Al Onofrio

Biographical details
- Born: March 15, 1921 Culver City, California, U.S.
- Died: November 5, 2004 (aged 83) Tempe, Arizona, U.S.

Playing career
- 1941–1942: Arizona State
- Position: Halfback

Coaching career (HC unless noted)
- 1946–1950: Arizona State (assistant)
- 1955–1957: Arizona State (assistant)
- 1958–1970: Missouri (assistant)
- 1971–1977: Missouri

Head coaching record
- Overall: 38–41
- Bowls: 1–1

Accomplishments and honors

Awards
- Big Eight Coach of the Year (1972)

= Al Onofrio =

American football player and coach (1921–2004)

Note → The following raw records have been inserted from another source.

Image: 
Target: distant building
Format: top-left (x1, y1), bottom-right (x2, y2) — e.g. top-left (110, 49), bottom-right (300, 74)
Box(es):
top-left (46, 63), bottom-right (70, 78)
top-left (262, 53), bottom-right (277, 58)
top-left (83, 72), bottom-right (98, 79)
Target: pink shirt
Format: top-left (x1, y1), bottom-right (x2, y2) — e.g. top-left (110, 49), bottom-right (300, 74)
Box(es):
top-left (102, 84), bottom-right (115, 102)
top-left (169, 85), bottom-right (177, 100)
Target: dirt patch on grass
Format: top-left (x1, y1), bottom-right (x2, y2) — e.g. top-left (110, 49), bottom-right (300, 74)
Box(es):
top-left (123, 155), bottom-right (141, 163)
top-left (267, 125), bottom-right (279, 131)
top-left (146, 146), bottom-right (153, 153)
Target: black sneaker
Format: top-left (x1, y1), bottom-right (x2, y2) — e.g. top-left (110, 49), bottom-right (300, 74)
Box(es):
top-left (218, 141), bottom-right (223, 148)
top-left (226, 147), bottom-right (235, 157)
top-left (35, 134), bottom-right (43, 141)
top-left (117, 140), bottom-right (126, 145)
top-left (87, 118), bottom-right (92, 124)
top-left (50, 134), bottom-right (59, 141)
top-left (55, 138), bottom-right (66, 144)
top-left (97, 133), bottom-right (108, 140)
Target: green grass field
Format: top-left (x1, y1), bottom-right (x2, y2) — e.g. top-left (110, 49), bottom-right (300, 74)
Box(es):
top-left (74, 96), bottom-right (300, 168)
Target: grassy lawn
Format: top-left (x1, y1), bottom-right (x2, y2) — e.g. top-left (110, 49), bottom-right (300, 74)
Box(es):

Albert Joseph Onofrio (March 15, 1921 – November 5, 2004) was an American college football player and coach. He served as the head football coach at the University of Missouri from 1971 to 1977, compiling a record of 38–41. He spent 13 years, from 1958 to 1970, as an assistant coach at Missouri under Dan Devine. His Missouri football teams upset the Notre Dame Fighting Irish on October 21, 1972, at South Bend, Indiana, the Alabama Crimson Tide on September 8, 1975, at Birmingham, the USC Trojans at Los Angeles on September 11, 1976, the Ohio State Buckeyes at Columbus two weeks later, and the Arizona State Sun Devils at Tempe on October 1, 1977, during his final season at Missouri. In his seven years at Mizzou, Onofrio compiled a 1–6 record against arch-rival Kansas, which contributed to his dismissal.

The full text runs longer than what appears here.